Neocats eclipse the Pope

An article entitled Los ‘kikos’ eclipsan al Papa by Miguel Mora, El Pais 19/07/08, and translated by Joe C.

Kikos make up the vast majority of the 4,200 Spanish pilgrims that, according to the Spanish Episcopal Conference, have gone to the 23rd World Youth Day, celebrated in Sydney. The leader of the NeoCatechumenal Way, painter and singer Kiko Arguello, looks to these mass excursions for fresh vocations to nourish the 52 seminaries of his community. On Monday the leader will meet his young army and ask anyone who has been visited by the Holy Spirit to raise his hand. The pool of Neocatechumenal seminarians at this moment stands at more than 1500.

The kikos are the largest of the new Catholic movements. They number more than a million faithful in 105 countries, have 20,000 communities and run several private universities. Pro-government, different (?) and toeing a very conservative ideological line, their formation is conducted by laypeople, many of whom renounce careers and lives to dedicate themselves to evangelisation.

They have the full blessing of the Pope of Rome, who has just approved the statutes of the Neocatechumenal way, founded in 1964 by Arguello and by the nun and chemist, Carmen Hernandez. Their method is to send whole families to places where priests are lacking or where the Catholic religion is in decline.
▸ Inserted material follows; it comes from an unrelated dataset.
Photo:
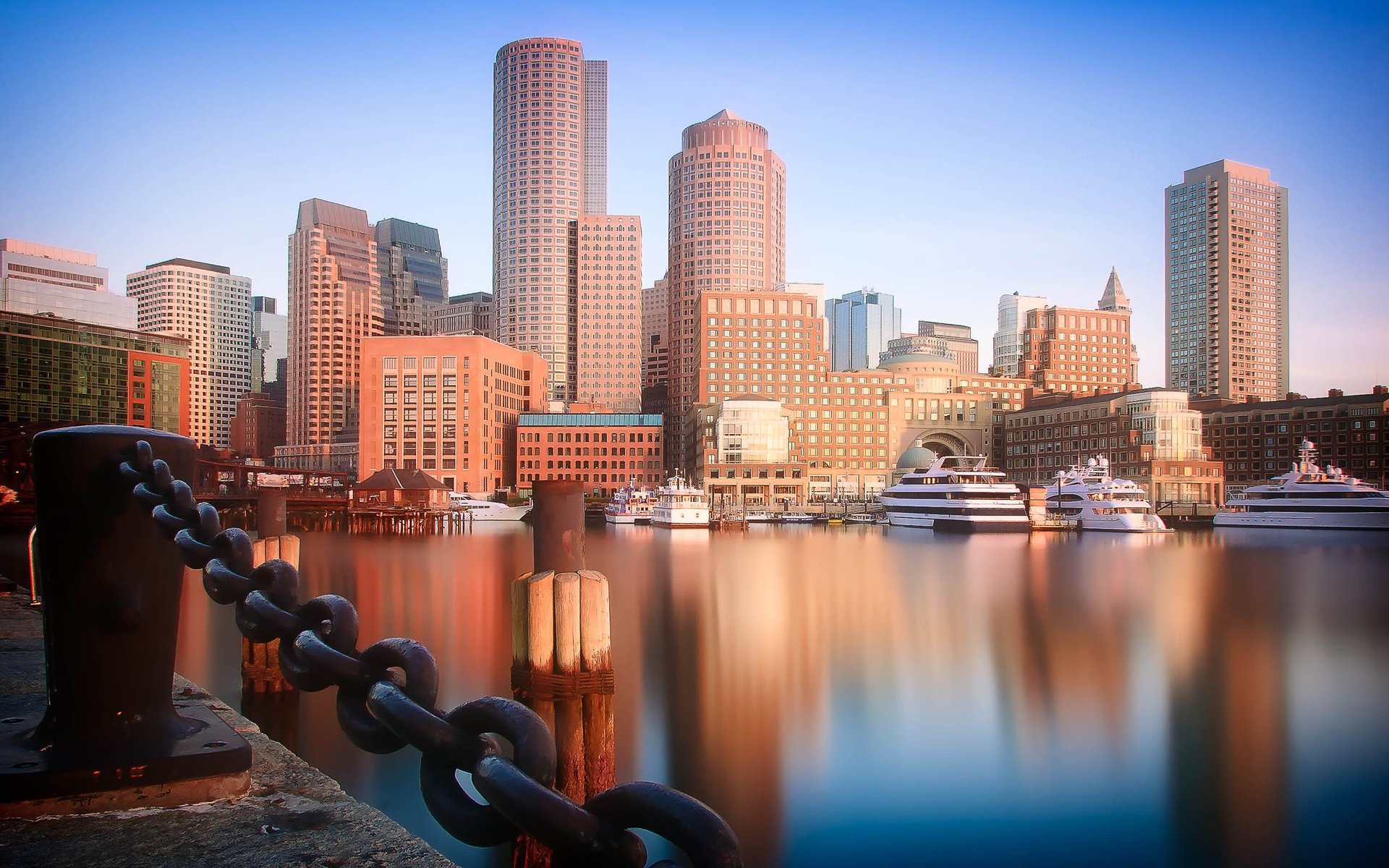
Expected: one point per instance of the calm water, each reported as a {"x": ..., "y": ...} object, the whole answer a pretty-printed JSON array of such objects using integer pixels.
[{"x": 868, "y": 696}]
On the streets, he has been the support of John Paul 2 and of Antonio Rouco Varela (Cardinal of Madrid) and in Sydney he has shown that it is he who continues to provide the greatest audience at papal activities.

His independence and his capacity to lobby in high places annoys some Spanish bishops who have seen that certain catecheses programmed for Sydney stayed empty because the kikos preferred to do things their own way.

The Way has been working in parallel with Opus Dei, and apparently in tune with it, for years. While Opus seeks out talent at universities and among the economic elite, Arguello looks for, and meets, simple families. His enthusiasm knows no frontiers nor no boundaries. It is said that he is the one foreigner able to persuade the Israeli Government to give up land for nothing in Galilee. There he constructed an impressive building and there he holds his corporate meetings. In Italy important people close to the Vatican are declared kikos. One of them is Robert Piermarini, telecommunications consultant and head of Vatican Radio.

Other faithful find access to the Pope more difficult. After a flight of 33 hours from Scotland, Anthony and Christina Foster arrived in Sydney with one mission: to gain an audience, hear Benedict XVI ask pardon in the name of the Church and commit himself to protecting and caring for victims of sexual abuse. The two older daughters of the Fosters, Emma and Katie, while students of a catholic school in Oakleigh, Melbourne, were repeatedly raped, aged 5 and 8, by the priest, Kevin O’Donnell.

O’Donnell died in1997, after being sentenced to 39 months in prison for the abuse of 12 minors. Now the sad history of the Foster family threatens to cast a shadow over the first visit of the Pope to Australia. The Fosters want to explain to Benedict XVI in person that the effects of abuse are suffered all through life, and can’t be compensated by money, but only with justice. They are waiting for the Pope to make a moral and not a legal response to victims.